Introducing SandyClaw - The First Dynamic Sandbox for AI Agent Skills and Prompts

[GET ACCESS]
Close Icon
Linkedin
Linkedin
Illustration Cloud

Introducing SandyClaw - The First Dynamic Sandbox for AI Agent Skills and Prompts

TL;DR

  • AI agent skill marketplaces are the new software supply chain, and attackers are already exploiting them.
  • The current generation of skill scanners relies on static code checks or LLM-based evaluation. Neither executes the skill, which means neither detects malicious behavior that only reveals itself at runtime.
  • SandyClaw is the first platform to apply dynamic sandbox detonation to AI agent skills.
  • It runs the skill in a controlled environment, records every action at the LLM and OS level, and delivers a verdict backed by behavioral evidence rather than inference.
  • Available now at sandyclaw.permiso.io.

The supply chain nobody is securing

AI agents need skills to do useful work. Skills are downloadable capability packages that teach agents how to interact with tools, APIs, and services. They are distributed through open marketplaces, installed with a single command, and executed with whatever permissions the agent's identity already has.

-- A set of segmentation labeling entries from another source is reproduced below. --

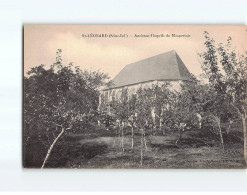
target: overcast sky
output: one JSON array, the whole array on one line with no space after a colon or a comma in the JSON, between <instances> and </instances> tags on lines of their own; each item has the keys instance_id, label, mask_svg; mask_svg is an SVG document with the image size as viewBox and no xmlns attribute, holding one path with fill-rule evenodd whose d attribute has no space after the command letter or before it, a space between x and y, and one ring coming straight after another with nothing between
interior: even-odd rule
<instances>
[{"instance_id":1,"label":"overcast sky","mask_svg":"<svg viewBox=\"0 0 247 195\"><path fill-rule=\"evenodd\" d=\"M154 55L176 50L187 68L201 73L197 53L204 48L207 30L216 42L233 39L236 49L247 50L246 26L165 26L165 25L25 25L24 72L31 67L55 62L56 50L62 49L64 64L103 70L111 78L126 65ZM82 34L127 34L128 38L83 38ZM176 34L190 37L140 38L136 35ZM141 71L141 70L140 70Z\"/></svg>"}]
</instances>

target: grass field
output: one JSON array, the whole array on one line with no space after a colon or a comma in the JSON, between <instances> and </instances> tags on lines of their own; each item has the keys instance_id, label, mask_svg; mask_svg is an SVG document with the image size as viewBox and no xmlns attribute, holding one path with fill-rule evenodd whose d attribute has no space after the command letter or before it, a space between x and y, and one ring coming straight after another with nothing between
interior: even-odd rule
<instances>
[{"instance_id":1,"label":"grass field","mask_svg":"<svg viewBox=\"0 0 247 195\"><path fill-rule=\"evenodd\" d=\"M131 130L124 131L124 152L121 140L113 130L94 127L65 139L66 146L54 148L47 168L245 168L241 128L235 125L224 134L223 150L219 136L203 130L185 132L176 145L177 133L156 135L146 133L147 149L143 147L141 164L141 134L135 130L134 150ZM59 160L58 160L59 159Z\"/></svg>"}]
</instances>

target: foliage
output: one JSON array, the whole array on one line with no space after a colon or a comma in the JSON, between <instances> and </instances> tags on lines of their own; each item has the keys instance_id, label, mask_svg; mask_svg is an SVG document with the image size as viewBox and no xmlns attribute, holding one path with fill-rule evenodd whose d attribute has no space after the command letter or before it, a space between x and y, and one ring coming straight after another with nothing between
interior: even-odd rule
<instances>
[{"instance_id":1,"label":"foliage","mask_svg":"<svg viewBox=\"0 0 247 195\"><path fill-rule=\"evenodd\" d=\"M97 87L107 75L73 70L60 62L49 69L31 68L24 78L24 145L38 139L46 150L60 132L76 132L88 125L98 106ZM91 117L90 117L91 116ZM61 134L62 135L62 134Z\"/></svg>"}]
</instances>

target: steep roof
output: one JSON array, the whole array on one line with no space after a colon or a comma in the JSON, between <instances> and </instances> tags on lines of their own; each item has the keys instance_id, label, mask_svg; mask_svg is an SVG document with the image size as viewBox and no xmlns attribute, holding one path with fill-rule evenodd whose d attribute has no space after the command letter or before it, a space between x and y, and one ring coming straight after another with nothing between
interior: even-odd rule
<instances>
[{"instance_id":1,"label":"steep roof","mask_svg":"<svg viewBox=\"0 0 247 195\"><path fill-rule=\"evenodd\" d=\"M190 80L189 70L176 51L126 65L113 79L113 85L104 90L155 80Z\"/></svg>"}]
</instances>

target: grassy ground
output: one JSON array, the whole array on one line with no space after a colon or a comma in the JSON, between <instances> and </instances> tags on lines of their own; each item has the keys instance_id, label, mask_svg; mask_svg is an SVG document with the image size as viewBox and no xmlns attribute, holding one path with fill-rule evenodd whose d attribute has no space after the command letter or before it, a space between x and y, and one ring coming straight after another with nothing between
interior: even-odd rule
<instances>
[{"instance_id":1,"label":"grassy ground","mask_svg":"<svg viewBox=\"0 0 247 195\"><path fill-rule=\"evenodd\" d=\"M147 149L143 147L141 165L141 134L135 130L134 150L131 150L131 130L125 129L124 152L121 140L114 143L114 131L104 128L85 130L66 139L67 151L63 163L53 164L52 154L48 167L67 168L244 168L243 140L239 127L224 135L225 149L219 137L208 131L189 131L176 145L177 133L153 135L147 132Z\"/></svg>"}]
</instances>

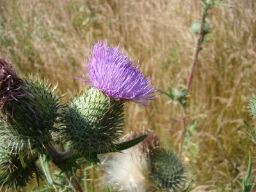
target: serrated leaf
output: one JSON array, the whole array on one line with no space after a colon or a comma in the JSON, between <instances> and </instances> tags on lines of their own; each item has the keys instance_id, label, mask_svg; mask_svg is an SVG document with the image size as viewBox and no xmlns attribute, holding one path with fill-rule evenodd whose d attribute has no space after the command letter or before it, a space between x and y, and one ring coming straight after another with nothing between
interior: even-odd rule
<instances>
[{"instance_id":1,"label":"serrated leaf","mask_svg":"<svg viewBox=\"0 0 256 192\"><path fill-rule=\"evenodd\" d=\"M250 154L248 168L247 170L246 182L250 181L250 178L251 177L251 173L252 173L252 158L251 158L251 154Z\"/></svg>"},{"instance_id":2,"label":"serrated leaf","mask_svg":"<svg viewBox=\"0 0 256 192\"><path fill-rule=\"evenodd\" d=\"M118 150L123 150L125 149L127 149L130 147L132 147L138 143L140 143L143 140L144 140L147 137L147 134L143 134L140 136L136 138L135 139L131 140L128 141L123 142L121 143L116 144L116 148Z\"/></svg>"},{"instance_id":3,"label":"serrated leaf","mask_svg":"<svg viewBox=\"0 0 256 192\"><path fill-rule=\"evenodd\" d=\"M39 155L39 159L41 162L42 168L44 173L47 179L48 182L51 184L53 184L52 177L51 174L50 168L48 164L47 157L45 154L40 154Z\"/></svg>"},{"instance_id":4,"label":"serrated leaf","mask_svg":"<svg viewBox=\"0 0 256 192\"><path fill-rule=\"evenodd\" d=\"M170 142L168 141L168 140L166 138L165 138L165 143L166 144L167 148L168 148L168 151L170 152L172 152L172 146L171 146L171 145L170 144Z\"/></svg>"},{"instance_id":5,"label":"serrated leaf","mask_svg":"<svg viewBox=\"0 0 256 192\"><path fill-rule=\"evenodd\" d=\"M27 164L24 162L24 159L23 159L23 156L22 156L22 151L20 151L19 153L19 156L20 157L20 163L22 165L24 168L26 168L27 167Z\"/></svg>"}]
</instances>

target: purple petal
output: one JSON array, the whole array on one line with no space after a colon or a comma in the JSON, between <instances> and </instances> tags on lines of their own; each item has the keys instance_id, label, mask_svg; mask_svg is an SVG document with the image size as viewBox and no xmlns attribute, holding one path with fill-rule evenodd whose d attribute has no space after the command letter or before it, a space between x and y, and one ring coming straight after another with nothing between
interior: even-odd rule
<instances>
[{"instance_id":1,"label":"purple petal","mask_svg":"<svg viewBox=\"0 0 256 192\"><path fill-rule=\"evenodd\" d=\"M108 47L108 42L99 42L92 48L86 66L89 81L83 80L108 97L128 100L147 106L155 99L154 86L149 87L150 78L138 70L138 65L118 50L119 45Z\"/></svg>"}]
</instances>

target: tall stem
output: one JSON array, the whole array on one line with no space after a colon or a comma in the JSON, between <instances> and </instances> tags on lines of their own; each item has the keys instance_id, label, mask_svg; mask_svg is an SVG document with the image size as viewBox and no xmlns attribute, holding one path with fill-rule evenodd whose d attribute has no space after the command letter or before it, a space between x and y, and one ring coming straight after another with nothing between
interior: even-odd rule
<instances>
[{"instance_id":1,"label":"tall stem","mask_svg":"<svg viewBox=\"0 0 256 192\"><path fill-rule=\"evenodd\" d=\"M191 63L191 70L188 78L188 81L187 81L187 90L189 91L190 85L191 84L192 81L192 77L193 75L194 74L195 71L195 67L196 66L196 61L197 61L197 58L198 56L198 53L200 50L201 47L201 44L202 42L202 39L203 39L203 28L204 28L204 24L206 16L207 15L207 11L209 9L209 6L206 6L204 8L204 12L203 15L202 15L201 20L200 20L200 29L198 31L198 35L197 36L197 40L196 40L196 43L195 45L195 50L194 52L194 55L193 57L193 60ZM181 127L182 127L182 132L181 132L181 136L180 136L180 150L179 150L179 155L181 157L181 155L182 154L182 148L183 148L183 145L184 145L184 138L186 136L186 133L187 132L187 127L186 127L186 100L185 102L185 104L184 106L182 106L182 109L181 109Z\"/></svg>"}]
</instances>

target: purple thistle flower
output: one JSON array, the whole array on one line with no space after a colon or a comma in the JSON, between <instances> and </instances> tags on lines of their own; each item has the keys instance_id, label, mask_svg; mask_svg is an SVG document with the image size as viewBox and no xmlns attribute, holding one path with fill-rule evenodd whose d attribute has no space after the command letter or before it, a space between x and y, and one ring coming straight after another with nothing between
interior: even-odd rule
<instances>
[{"instance_id":1,"label":"purple thistle flower","mask_svg":"<svg viewBox=\"0 0 256 192\"><path fill-rule=\"evenodd\" d=\"M127 100L147 106L155 99L154 86L149 87L150 78L138 70L138 65L115 48L108 47L108 41L99 42L92 48L86 66L89 81L86 84L116 100Z\"/></svg>"}]
</instances>

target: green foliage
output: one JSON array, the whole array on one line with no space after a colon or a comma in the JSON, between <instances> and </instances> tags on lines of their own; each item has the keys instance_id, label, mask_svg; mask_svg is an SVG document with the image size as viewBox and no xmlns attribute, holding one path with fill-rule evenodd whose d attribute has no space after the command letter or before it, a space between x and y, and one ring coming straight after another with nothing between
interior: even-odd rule
<instances>
[{"instance_id":1,"label":"green foliage","mask_svg":"<svg viewBox=\"0 0 256 192\"><path fill-rule=\"evenodd\" d=\"M10 188L27 186L34 178L38 181L42 178L42 172L36 164L38 152L24 148L19 153L8 150L8 143L1 142L0 148L0 189L6 186ZM5 145L4 145L5 144Z\"/></svg>"},{"instance_id":2,"label":"green foliage","mask_svg":"<svg viewBox=\"0 0 256 192\"><path fill-rule=\"evenodd\" d=\"M256 118L256 94L253 93L249 100L249 112L253 118Z\"/></svg>"},{"instance_id":3,"label":"green foliage","mask_svg":"<svg viewBox=\"0 0 256 192\"><path fill-rule=\"evenodd\" d=\"M62 106L61 97L55 95L55 88L49 90L47 82L24 80L23 95L19 100L6 103L3 109L8 125L5 129L17 137L27 139L31 149L51 141L49 131L58 131L54 125Z\"/></svg>"},{"instance_id":4,"label":"green foliage","mask_svg":"<svg viewBox=\"0 0 256 192\"><path fill-rule=\"evenodd\" d=\"M151 178L157 186L179 191L186 180L184 165L173 152L160 150L151 157Z\"/></svg>"},{"instance_id":5,"label":"green foliage","mask_svg":"<svg viewBox=\"0 0 256 192\"><path fill-rule=\"evenodd\" d=\"M63 134L72 148L86 159L93 153L112 151L122 132L124 103L91 88L76 95L63 111Z\"/></svg>"}]
</instances>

That last part is the problem. A skill does not bring its own credentials. It inherits the agent's IAM roles, API tokens, and service connections. A malicious skill does not need to break in. It runs with the keys the agent already holds.

Attackers figured this out quickly. Malicious skills have been found on major agent marketplaces: credential stealers, reverse shells, data exfiltration routines disguised as productivity tools. One industry audit found over 1,100 malicious skills on a single marketplace. The agent skill ecosystem is the software supply chain problem all over again, except the packages run with broader access, less oversight, and almost no security validation.

What scanning gets wrong

The market responded with skill scanners. Dozens of them. The approaches fall into two categories: static code analysis (pattern matching against known-bad signatures) and LLM-based evaluation (sending the skill's code to another model and asking whether it looks safe).

Both share the same fundamental limitation: neither runs the skill. They analyze what the code looks like and attempt to predict what it will do. A skill that looks clean in source but makes unauthorized network calls, accesses environment variables, or exfiltrates data when it actually executes will pass both approaches undetected.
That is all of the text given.